Charles Pigott, who guided Bellevue-based truck maker Paccar Inc. for more than 30 years, announced at the company's annual meeting yesterday that he will retire.
Pigott began his career at Paccar in 1956. He has been president since 1965 and chief executive officer since 1967. He will step down from those posts at the end of this year but will remain on the company's board.
"The time has come for new ideas and fresh energy," said Pigott, 67. He said he did not know who his successor would be.
Analyst Paul Latta of Ragen MacKenzie in Seattle said he was not concerned by the announcement. Latta cited Paccar's overall strength and the presence of a few longtime Paccar executives who could step forward to fill Pigott's slot.
"In general here, I don't think there's going to be a change in strategy," Latta said.
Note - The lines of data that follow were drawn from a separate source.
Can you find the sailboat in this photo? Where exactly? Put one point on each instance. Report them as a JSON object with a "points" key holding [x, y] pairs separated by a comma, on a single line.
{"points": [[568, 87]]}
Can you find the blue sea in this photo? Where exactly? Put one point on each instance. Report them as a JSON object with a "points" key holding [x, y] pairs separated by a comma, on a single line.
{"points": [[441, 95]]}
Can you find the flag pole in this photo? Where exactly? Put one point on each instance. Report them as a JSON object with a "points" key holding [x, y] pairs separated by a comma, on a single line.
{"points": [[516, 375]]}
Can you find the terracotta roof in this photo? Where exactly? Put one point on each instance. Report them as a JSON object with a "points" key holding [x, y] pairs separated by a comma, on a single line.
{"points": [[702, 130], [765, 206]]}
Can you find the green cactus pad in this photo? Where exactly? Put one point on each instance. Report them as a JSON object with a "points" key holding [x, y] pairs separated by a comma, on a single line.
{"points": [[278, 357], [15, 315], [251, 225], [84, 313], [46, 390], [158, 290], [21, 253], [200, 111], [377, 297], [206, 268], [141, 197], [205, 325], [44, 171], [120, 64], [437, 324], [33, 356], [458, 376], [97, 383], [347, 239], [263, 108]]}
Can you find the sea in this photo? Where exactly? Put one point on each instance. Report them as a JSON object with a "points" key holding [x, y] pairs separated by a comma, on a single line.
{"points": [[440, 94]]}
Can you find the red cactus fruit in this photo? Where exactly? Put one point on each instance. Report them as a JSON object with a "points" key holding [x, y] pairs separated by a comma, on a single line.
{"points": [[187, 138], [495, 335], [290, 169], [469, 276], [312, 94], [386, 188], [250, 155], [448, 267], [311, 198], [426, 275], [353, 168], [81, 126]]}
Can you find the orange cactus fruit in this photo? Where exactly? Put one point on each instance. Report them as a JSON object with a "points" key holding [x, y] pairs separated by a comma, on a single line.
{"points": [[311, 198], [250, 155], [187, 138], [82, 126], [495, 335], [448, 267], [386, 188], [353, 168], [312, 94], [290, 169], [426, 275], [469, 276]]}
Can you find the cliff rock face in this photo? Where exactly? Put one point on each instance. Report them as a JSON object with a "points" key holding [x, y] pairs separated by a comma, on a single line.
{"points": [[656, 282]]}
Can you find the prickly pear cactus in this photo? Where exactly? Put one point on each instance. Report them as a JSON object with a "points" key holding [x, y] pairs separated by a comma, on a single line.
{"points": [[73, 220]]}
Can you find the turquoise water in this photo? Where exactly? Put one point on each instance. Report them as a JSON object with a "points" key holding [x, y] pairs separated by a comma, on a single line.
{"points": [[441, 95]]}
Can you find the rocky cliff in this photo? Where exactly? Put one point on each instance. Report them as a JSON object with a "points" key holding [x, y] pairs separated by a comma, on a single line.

During his four decades at Paccar, Pigott saw the company's sales swell from $2.8 million to a record $4.6 billion in 1995. Shareholders last year received a record dividend of $4 a share.
As the third-largest heavy-duty-truck maker in the nation, Paccar saw its market share in the U.S. rise to 21 percent last year. It will increase again this year, despite a large drop in demand for heavy-duty trucks that began in the second half of 1995, predicted Mark Pigott, Paccar's vice chairman and Charles Pigott's son. "This year our plan is to double our sales in Class-7 (smaller delivery-sized) trucks," Mark Pigott said.
Industry analysts have predicted that total U.S. truck sales will be between 150,000 and 160,000 in 1996, down from 205,000 last year.
To combat the downturn, Paccar laid off 900 employees at its Renton and Tukwila plants this year and closed a plant in Ste. Therese, Quebec, where about 950 employees had been on strike since August.
The company also announced yesterday that it will open six more of its Grand Auto and Al's Auto Supply stores in Washington this year.